Giuseppe Baiardo (Iris, Fossò, nella foto), nuova fabbrica da 12.500 metri quadri e sfida lanciata per il futuro. 
“Raddoppierò il fatturato entro tre anni. In Italia il settore non può produrre oltre 80-100 milioni di paia, ma devono essere veramente made in Italy”
La nuova fabbrica di Giuseppe Baiardo è un “gigante” di 12.500 metri quadri calpestabili che domina la parte occidentale della zona industriale di Fossò. Visto di sera, tra le nebbie di novembre, non parrebbe neanche un calzaturificio: troppo grande, simile a un polo logistico, passeresti oltre se non fosse per quelle luci al neon da banco, che si intravedono dall’esterno e che ti pongono il dubbio. Manca l’insegna, perciò siamo costretti a bussare su un vetro, chiedendo alla signorina in ufficio: scusi, è l’Iris?

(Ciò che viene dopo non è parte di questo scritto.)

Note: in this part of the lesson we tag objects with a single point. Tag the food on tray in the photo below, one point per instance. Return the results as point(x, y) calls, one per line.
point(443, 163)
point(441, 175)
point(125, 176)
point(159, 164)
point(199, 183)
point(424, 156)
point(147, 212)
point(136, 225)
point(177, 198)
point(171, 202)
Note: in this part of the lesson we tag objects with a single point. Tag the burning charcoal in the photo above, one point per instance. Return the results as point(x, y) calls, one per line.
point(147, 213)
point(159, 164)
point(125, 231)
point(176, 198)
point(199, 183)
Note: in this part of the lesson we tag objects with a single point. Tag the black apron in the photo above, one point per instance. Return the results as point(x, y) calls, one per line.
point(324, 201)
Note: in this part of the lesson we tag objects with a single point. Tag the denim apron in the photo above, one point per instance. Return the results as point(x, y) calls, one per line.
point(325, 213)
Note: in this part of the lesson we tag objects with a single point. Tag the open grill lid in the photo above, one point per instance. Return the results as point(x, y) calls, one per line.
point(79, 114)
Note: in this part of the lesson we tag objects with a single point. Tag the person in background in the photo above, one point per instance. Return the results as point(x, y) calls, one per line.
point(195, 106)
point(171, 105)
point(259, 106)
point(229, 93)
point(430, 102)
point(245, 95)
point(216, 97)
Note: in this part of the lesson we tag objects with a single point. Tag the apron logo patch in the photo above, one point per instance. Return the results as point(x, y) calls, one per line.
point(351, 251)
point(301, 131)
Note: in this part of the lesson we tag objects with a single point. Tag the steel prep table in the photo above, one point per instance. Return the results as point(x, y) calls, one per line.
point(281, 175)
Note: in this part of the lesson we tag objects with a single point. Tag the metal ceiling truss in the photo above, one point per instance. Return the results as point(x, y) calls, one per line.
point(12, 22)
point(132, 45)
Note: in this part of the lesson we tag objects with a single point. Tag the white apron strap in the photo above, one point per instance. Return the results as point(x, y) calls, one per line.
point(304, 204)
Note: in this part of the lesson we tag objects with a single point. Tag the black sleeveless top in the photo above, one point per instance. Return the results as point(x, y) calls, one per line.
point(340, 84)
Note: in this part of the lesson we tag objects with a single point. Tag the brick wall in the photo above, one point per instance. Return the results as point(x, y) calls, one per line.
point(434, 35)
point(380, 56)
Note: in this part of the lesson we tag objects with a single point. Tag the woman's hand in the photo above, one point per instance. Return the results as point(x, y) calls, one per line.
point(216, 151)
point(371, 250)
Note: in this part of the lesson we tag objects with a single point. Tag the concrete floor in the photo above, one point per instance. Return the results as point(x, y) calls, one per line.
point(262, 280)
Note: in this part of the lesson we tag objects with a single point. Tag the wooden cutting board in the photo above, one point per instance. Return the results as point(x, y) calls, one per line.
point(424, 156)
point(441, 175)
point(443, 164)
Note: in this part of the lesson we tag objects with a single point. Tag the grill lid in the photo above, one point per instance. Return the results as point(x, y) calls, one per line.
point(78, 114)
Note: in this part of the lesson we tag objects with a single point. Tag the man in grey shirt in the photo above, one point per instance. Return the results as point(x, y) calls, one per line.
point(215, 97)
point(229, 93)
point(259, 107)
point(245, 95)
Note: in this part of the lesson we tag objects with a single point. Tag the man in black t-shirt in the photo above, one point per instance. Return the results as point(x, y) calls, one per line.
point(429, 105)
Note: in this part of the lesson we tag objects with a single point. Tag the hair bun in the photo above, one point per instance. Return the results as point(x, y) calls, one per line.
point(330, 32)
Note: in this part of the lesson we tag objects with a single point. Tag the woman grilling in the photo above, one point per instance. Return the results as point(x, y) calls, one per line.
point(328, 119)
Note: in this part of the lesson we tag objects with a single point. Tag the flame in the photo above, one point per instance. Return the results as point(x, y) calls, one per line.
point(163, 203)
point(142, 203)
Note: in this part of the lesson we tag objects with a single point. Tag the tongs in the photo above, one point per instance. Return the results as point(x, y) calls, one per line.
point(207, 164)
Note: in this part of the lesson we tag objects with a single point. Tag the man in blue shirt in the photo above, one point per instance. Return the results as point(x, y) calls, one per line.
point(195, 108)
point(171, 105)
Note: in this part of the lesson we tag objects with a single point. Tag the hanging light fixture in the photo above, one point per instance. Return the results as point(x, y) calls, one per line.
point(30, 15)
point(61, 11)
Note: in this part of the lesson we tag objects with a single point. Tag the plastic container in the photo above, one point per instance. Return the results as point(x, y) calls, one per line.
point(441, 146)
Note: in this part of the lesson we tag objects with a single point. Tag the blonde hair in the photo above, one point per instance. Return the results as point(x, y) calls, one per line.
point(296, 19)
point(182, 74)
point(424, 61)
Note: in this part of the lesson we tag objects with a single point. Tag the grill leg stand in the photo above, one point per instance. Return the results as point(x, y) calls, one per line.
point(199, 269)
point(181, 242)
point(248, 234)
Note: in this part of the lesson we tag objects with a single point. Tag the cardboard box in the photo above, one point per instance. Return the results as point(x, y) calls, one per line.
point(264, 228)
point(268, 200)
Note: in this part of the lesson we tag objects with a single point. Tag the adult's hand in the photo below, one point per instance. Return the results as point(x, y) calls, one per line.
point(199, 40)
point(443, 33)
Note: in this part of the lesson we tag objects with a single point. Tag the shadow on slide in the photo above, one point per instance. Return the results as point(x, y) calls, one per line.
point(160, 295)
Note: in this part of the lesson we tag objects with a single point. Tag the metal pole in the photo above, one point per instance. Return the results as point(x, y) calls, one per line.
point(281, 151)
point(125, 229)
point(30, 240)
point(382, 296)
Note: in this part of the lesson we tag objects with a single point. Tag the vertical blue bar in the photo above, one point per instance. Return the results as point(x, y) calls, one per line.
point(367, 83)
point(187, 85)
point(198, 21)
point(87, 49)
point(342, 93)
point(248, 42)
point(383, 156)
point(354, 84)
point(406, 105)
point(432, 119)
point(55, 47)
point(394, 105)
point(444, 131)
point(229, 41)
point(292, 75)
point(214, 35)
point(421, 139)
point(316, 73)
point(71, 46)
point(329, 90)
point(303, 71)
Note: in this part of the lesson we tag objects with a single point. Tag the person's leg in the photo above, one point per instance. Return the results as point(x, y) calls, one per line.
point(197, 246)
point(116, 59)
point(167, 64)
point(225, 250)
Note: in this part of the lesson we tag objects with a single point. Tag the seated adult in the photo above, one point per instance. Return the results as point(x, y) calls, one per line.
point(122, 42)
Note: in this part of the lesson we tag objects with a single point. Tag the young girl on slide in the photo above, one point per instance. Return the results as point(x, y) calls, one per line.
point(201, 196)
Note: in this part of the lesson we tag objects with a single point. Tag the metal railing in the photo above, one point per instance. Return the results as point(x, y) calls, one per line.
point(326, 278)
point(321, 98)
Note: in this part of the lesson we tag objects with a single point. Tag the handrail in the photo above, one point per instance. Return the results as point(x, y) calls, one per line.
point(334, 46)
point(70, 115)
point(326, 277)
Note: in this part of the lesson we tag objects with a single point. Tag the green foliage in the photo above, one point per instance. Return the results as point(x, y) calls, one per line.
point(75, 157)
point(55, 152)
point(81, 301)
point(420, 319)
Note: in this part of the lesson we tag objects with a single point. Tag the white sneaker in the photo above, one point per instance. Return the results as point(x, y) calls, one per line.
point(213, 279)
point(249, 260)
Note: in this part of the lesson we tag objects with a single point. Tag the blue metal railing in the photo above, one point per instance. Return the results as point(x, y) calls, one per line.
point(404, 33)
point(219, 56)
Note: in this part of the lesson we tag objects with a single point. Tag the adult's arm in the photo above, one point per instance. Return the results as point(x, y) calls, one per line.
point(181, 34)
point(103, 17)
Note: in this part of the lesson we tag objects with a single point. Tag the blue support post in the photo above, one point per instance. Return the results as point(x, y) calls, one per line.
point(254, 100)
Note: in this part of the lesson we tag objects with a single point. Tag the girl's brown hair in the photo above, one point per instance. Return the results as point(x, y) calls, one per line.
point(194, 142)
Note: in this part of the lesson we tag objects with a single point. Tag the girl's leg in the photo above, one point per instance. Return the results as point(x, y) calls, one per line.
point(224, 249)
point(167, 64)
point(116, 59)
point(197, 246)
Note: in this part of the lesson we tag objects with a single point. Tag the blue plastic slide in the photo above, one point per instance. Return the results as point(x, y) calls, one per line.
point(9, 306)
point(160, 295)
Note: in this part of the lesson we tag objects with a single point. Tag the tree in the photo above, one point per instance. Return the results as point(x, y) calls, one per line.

Risposta affermativa. Ci vuole coraggio, di questi tempi, a tirar su uno stabilimento simile. Dentro c’è ancora molto da fare, si cammina sul cemento, gli uffici sono da arredare. Ma il trasloco è ultimato, la manovia gira, l’ufficio stile in pieno fermento. L’ex presidente di Acrib, recentemente diventato presidente di sezione tra gli industriali leccesi (ha un’azienda, Iris Sud, a Casarano), si muove in scioltezza, saluta e parla con tutti gli operai, maledice gli architetti che gli hanno “cannato” il progetto della copertura, altrimenti avrebbe già tagliato il nastro.